Final answer:
To find the derivative of the function f(x) = 3x² + 1, use the definition of the derivative by taking the limit as h approaches 0. The derivative is 6x. To find the equation of the tangent line to the curve y = f(x) at (1, 2), use the point-slope form of a linear equation. The equation of the tangent line is y = 6x - 4.
Step-by-step explanation:
To find the derivative of the function f(x) = 3x² + 1 using the definition of the derivative, we can use the following formula:
f'(x) = lim(h→0) [f(x + h) - f(x)] / h
Substitute the given function f(x) with 3x² + 1:
f'(x) = lim(h→0) [(3(x + h)² + 1) - (3x² + 1)] / h
Expand and simplify the expression:
f'(x) = lim(h→0) [(3x² + 6hx + 3h² + 1) - (3x² + 1)] / h
Combine like terms:
f'(x) = lim(h→0) [6hx + 3h²] / h
Cancel out the h in the numerator and denominator:
f'(x) = lim(h→0) [6x + 3h]
Take the limit as h approaches 0:
f'(x) = 6x
Therefore, the derivative of f(x) = 3x² + 1 is f'(x) = 6x.

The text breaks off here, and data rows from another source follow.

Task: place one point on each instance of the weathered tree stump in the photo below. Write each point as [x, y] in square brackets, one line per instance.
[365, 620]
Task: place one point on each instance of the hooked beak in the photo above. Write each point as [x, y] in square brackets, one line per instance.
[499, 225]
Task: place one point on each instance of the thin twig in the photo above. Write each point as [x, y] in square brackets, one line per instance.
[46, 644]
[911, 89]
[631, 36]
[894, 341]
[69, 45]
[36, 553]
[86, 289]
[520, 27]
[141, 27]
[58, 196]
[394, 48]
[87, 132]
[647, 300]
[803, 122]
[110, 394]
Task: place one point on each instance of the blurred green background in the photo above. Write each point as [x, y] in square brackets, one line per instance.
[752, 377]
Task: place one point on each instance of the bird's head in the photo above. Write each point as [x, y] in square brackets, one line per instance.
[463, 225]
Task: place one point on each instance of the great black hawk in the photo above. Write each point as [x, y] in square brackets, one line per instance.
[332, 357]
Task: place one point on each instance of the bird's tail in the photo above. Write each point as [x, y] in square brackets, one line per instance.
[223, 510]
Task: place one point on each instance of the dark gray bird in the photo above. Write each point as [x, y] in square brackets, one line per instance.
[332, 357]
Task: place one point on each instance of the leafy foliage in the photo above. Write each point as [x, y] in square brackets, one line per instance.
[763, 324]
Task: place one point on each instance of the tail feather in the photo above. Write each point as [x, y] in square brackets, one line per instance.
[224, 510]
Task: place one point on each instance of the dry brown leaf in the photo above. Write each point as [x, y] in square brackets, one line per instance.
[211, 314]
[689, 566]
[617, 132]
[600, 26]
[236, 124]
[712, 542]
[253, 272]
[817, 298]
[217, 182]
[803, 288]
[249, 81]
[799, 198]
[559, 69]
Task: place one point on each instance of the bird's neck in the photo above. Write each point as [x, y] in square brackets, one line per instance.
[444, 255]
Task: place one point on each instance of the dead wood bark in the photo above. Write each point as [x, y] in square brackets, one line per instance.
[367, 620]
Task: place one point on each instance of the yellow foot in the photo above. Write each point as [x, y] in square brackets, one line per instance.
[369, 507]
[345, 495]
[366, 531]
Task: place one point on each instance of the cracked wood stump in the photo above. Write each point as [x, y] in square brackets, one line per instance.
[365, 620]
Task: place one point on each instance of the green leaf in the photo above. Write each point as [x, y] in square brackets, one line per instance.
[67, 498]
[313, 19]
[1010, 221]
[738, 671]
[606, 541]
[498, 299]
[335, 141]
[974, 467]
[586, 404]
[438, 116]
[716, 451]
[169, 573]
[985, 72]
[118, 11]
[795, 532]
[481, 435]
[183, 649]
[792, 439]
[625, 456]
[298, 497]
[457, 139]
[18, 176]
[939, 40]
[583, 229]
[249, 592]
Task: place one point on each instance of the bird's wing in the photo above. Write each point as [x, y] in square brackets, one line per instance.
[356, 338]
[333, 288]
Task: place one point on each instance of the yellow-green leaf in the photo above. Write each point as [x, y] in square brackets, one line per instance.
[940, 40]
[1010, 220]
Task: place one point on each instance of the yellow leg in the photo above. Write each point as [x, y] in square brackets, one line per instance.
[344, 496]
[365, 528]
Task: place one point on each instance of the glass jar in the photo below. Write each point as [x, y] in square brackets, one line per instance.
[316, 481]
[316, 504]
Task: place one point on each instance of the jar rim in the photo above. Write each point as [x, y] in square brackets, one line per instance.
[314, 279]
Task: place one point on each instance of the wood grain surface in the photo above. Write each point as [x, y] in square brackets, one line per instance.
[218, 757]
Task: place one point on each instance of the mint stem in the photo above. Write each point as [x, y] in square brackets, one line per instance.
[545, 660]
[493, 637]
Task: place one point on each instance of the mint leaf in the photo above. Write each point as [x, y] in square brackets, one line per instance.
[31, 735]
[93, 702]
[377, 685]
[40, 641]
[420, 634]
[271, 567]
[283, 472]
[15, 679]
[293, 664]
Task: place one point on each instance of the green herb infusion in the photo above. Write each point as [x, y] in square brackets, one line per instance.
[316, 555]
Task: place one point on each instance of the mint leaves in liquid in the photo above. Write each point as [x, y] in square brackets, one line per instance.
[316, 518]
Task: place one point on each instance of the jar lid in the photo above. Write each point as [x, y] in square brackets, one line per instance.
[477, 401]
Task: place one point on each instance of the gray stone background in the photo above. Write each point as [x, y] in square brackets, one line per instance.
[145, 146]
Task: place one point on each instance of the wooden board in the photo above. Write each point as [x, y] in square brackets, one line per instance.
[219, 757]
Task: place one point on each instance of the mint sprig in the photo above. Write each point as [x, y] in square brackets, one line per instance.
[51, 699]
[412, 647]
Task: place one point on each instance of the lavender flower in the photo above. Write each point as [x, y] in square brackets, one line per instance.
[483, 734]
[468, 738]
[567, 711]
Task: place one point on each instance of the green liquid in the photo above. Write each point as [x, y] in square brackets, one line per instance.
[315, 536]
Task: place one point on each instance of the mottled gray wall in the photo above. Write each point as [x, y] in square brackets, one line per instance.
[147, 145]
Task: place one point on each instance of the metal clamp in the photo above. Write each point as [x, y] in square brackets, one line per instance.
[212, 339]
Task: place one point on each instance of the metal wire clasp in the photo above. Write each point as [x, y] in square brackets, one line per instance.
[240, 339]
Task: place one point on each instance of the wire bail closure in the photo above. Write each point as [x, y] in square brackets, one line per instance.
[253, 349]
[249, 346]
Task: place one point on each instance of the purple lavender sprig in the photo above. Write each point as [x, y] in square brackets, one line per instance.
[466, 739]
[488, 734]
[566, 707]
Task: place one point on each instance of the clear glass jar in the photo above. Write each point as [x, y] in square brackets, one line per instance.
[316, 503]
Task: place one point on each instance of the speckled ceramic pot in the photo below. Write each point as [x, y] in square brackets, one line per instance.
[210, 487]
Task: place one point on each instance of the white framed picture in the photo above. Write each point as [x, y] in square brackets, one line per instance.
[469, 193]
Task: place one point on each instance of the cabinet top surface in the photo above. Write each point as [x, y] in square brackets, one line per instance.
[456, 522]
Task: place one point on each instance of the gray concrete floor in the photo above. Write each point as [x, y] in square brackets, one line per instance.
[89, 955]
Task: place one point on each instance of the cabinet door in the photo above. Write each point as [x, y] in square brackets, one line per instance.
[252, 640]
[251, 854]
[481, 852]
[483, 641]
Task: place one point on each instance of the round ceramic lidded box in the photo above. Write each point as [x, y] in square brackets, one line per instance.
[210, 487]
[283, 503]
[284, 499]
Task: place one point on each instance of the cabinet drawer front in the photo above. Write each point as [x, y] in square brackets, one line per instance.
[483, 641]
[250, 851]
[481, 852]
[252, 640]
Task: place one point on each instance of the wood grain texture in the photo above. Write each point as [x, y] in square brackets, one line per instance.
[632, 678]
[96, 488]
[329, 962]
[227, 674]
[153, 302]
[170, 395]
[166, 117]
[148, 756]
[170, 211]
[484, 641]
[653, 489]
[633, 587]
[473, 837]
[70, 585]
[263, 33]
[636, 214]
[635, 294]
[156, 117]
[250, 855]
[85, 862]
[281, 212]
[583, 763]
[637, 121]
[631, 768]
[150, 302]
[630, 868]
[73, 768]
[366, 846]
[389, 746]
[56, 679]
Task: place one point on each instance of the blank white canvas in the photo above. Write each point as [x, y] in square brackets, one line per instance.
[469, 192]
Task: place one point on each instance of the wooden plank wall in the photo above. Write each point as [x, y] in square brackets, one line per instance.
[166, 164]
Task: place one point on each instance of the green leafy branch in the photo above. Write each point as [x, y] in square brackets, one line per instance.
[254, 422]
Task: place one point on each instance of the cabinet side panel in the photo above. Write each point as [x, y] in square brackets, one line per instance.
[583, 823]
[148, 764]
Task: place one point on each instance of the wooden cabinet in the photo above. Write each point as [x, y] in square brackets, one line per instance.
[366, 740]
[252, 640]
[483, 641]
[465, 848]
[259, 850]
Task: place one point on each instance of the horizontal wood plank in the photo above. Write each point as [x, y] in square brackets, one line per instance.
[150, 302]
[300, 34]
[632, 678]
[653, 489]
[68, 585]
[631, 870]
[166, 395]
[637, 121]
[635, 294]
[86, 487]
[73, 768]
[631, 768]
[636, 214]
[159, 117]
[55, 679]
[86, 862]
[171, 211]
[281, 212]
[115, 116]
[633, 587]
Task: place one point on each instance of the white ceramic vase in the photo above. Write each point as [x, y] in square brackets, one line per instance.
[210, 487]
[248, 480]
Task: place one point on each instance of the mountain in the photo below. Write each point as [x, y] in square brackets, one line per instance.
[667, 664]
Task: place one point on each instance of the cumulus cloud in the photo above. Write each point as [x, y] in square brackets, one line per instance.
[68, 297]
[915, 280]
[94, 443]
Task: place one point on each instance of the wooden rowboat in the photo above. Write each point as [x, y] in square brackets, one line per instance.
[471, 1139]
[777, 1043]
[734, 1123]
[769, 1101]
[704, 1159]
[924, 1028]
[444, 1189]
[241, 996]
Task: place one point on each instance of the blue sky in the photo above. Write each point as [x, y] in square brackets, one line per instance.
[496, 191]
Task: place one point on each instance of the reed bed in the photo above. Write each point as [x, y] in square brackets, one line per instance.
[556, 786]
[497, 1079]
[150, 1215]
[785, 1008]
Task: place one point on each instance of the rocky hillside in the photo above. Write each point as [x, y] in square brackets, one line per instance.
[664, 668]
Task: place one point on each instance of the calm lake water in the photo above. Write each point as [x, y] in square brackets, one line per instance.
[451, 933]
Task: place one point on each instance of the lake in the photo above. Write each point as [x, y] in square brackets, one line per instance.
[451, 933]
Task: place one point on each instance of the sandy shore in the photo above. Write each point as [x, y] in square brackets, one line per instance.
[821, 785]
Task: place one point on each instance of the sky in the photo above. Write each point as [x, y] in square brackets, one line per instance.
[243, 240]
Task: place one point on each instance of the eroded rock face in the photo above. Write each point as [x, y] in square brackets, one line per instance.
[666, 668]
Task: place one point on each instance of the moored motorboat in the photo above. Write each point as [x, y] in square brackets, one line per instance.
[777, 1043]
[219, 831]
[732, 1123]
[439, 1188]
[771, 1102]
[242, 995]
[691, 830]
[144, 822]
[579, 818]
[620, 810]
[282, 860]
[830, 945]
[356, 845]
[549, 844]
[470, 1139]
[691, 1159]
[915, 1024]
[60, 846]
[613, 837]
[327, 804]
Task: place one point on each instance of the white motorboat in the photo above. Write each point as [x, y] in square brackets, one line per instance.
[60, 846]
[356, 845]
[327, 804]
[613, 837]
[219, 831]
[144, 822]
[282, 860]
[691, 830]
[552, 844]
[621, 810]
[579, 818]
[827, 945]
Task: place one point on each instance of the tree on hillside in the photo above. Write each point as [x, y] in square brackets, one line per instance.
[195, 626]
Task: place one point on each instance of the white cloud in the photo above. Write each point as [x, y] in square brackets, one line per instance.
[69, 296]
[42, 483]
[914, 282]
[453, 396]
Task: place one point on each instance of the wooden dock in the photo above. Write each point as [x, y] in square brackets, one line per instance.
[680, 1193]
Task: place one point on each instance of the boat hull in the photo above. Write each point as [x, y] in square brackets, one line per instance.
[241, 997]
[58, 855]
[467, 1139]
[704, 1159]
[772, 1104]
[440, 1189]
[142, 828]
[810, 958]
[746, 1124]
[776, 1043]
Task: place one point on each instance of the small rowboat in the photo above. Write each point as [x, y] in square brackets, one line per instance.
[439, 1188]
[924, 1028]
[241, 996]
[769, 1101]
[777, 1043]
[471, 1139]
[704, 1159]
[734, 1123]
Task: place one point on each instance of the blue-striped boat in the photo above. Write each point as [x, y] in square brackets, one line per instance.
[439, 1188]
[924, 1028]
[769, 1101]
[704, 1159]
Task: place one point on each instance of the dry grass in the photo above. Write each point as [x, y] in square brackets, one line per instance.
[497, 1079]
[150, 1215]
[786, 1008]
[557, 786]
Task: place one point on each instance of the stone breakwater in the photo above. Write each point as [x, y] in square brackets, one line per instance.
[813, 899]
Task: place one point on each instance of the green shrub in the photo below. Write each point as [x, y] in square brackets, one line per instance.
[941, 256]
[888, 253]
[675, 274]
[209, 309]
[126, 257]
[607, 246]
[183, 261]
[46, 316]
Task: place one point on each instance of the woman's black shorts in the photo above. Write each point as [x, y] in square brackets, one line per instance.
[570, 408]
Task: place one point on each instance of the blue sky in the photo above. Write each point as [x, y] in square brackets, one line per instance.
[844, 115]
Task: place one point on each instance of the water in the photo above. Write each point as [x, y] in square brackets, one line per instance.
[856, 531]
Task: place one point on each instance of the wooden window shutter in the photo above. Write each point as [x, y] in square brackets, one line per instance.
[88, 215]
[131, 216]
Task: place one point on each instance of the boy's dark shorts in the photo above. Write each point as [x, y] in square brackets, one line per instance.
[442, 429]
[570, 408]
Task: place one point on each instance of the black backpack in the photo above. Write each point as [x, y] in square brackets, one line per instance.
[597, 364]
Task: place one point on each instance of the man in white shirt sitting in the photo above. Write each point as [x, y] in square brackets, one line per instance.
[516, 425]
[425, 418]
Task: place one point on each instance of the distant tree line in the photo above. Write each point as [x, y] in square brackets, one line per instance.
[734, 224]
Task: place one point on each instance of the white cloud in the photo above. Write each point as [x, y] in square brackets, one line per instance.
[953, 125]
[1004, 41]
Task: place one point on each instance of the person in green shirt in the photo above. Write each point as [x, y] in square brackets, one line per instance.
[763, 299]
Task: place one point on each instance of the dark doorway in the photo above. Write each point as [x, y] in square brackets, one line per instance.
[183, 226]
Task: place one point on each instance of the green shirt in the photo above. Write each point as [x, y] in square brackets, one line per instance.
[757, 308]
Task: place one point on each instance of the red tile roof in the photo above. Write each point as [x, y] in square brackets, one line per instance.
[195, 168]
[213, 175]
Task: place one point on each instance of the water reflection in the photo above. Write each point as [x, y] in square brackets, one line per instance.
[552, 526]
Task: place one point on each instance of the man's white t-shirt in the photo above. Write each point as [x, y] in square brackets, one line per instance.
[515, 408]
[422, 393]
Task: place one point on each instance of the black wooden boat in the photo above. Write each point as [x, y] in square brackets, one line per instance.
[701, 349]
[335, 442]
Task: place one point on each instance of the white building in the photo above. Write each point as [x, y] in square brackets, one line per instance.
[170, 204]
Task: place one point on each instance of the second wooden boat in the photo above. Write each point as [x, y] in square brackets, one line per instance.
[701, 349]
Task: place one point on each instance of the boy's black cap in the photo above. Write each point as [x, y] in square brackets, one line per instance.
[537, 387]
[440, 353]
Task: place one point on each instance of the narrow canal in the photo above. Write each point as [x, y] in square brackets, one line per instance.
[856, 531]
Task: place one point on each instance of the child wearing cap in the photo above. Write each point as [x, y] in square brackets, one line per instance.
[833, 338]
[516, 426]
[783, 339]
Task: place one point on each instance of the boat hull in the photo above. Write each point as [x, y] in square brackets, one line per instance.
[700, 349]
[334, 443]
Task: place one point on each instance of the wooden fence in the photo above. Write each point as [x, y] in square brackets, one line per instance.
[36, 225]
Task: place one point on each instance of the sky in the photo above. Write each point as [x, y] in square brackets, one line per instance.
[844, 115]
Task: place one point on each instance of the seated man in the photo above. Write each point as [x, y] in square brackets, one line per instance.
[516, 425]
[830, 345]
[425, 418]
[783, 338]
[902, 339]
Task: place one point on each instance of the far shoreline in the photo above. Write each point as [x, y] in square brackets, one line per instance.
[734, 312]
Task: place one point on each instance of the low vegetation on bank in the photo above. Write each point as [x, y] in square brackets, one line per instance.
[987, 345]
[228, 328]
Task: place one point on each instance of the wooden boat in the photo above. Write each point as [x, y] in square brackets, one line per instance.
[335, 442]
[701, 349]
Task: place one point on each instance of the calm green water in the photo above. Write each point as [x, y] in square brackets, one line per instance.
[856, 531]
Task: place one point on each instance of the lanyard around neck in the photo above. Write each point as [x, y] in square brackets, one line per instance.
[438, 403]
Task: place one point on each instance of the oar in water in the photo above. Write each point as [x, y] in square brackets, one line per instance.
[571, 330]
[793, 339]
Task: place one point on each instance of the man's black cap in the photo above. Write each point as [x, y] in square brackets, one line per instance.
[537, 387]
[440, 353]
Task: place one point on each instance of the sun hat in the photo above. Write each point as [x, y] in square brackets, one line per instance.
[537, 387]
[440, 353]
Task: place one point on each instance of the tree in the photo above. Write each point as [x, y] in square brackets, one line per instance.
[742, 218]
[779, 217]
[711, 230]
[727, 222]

To find the equation of the tangent line to the curve y = f(x) at (1, 2), we will use the point-slope form of a linear equation. We know that the slope of the tangent line is equal to the derivative of f(x) at x = 1, which is 6. Now we have the slope (m = 6) and a point (1, 2) on the line, so we can substitute these values into the point-slope form equation:
y - y₁ = m(x - x₁)
Substitute y₁ = 2, x₁ = 1, and m = 6:
y - 2 = 6(x - 1)
Simplify the equation:
y - 2 = 6x - 6
Add 2 to both sides of the equation:
y = 6x - 4
Therefore, the equation of the tangent line to the curve y = f(x) at (1, 2) is y = 6x - 4.